Better Conditional Density Estimation for Neural Networks
Wesley Tansey, Karl Pichotta, James G. Scott

TL;DR
This paper introduces two novel neural network approaches, Multiscale Nets and CDE Trend Filtering, for modeling full joint conditional distributions, outperforming traditional methods in different data regimes.
Contribution
The paper proposes two new methods for conditional density estimation, transforming the problem into hierarchical classification and applying trend filtering to logits.
Findings
MSNs excel with abundant data per feature
CDE Trend Filtering performs well with limited data
Both methods outperform baseline models in experiments
Abstract
The vast majority of the neural network literature focuses on predicting point values for a given set of response variables, conditioned on a feature vector.

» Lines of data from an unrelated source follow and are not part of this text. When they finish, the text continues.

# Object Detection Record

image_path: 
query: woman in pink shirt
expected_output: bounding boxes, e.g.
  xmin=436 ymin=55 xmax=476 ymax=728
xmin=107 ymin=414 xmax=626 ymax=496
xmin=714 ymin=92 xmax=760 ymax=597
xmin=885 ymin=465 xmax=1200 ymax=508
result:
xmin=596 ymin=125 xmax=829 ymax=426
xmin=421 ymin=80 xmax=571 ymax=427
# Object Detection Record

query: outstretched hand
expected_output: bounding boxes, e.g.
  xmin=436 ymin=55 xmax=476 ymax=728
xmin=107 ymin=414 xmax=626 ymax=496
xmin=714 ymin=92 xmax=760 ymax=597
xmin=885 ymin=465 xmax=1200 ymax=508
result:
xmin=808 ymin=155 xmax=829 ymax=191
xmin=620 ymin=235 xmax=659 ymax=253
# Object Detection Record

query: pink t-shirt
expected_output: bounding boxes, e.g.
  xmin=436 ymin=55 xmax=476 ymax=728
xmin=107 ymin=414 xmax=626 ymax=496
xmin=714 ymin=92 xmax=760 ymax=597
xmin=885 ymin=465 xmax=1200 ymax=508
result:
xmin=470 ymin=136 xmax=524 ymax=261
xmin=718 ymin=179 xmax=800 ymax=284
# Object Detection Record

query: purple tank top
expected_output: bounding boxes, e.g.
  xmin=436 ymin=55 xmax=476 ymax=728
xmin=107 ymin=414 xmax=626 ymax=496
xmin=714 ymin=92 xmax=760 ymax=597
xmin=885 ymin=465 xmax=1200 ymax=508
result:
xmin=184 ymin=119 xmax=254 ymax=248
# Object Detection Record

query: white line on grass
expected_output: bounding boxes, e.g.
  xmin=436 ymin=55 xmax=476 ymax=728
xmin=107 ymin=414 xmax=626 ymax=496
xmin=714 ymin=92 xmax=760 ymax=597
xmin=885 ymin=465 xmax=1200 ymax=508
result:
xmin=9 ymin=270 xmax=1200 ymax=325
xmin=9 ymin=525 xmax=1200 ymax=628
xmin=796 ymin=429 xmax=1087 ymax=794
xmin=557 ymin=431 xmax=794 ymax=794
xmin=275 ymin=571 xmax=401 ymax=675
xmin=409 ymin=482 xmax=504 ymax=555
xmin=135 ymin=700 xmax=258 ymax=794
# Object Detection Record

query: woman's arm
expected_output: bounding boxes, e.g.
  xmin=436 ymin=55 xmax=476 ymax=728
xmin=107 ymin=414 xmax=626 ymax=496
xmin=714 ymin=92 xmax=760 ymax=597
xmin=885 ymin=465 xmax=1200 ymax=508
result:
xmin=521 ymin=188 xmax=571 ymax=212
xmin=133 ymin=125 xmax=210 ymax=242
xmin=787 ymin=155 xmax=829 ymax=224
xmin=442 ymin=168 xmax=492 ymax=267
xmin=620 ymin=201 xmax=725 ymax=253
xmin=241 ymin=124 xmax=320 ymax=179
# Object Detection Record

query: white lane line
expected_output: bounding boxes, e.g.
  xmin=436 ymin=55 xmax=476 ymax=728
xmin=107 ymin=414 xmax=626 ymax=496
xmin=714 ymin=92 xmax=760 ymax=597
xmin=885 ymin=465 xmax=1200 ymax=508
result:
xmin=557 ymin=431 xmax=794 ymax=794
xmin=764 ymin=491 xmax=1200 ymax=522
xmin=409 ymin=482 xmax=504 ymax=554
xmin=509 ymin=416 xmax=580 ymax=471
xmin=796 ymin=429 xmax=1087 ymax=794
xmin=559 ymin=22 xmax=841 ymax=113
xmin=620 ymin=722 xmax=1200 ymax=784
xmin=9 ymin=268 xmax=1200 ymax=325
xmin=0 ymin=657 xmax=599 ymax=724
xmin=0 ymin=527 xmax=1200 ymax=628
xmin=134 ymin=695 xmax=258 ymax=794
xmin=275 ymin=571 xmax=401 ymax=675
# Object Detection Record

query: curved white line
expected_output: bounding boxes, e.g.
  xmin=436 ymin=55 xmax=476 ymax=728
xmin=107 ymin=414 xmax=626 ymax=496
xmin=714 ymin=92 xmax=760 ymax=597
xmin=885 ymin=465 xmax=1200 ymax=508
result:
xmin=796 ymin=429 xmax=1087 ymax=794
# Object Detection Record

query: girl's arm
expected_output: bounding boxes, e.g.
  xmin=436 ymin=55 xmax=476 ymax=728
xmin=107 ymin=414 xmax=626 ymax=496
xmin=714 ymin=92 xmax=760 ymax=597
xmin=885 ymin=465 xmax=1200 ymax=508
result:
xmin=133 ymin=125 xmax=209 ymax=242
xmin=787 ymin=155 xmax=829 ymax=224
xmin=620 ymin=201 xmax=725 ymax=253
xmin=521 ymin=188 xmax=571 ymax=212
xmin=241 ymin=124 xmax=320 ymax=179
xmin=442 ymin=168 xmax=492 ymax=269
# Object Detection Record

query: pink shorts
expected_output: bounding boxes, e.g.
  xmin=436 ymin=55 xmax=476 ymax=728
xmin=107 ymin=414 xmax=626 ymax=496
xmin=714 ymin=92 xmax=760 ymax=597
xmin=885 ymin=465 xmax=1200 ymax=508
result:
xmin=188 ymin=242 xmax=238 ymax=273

In many cases we need to model the full joint conditional distribution over the response variables rather than simply making point predictions. In this paper, we present two novel approaches to such conditional density estimation (CDE): Multiscale Nets (MSNs) and CDE Trend Filtering. Multiscale nets transform the CDE regression task into a hierarchical classification task by decomposing the density into a series of half-spaces and learning boolean probabilities of each split. CDE Trend Filtering applies a k-th order graph trend filtering penalty to the unnormalized logits of a multinomial classifier network, with each edge in the graph corresponding to a neighboring point on a discretized version of the density. We compare both…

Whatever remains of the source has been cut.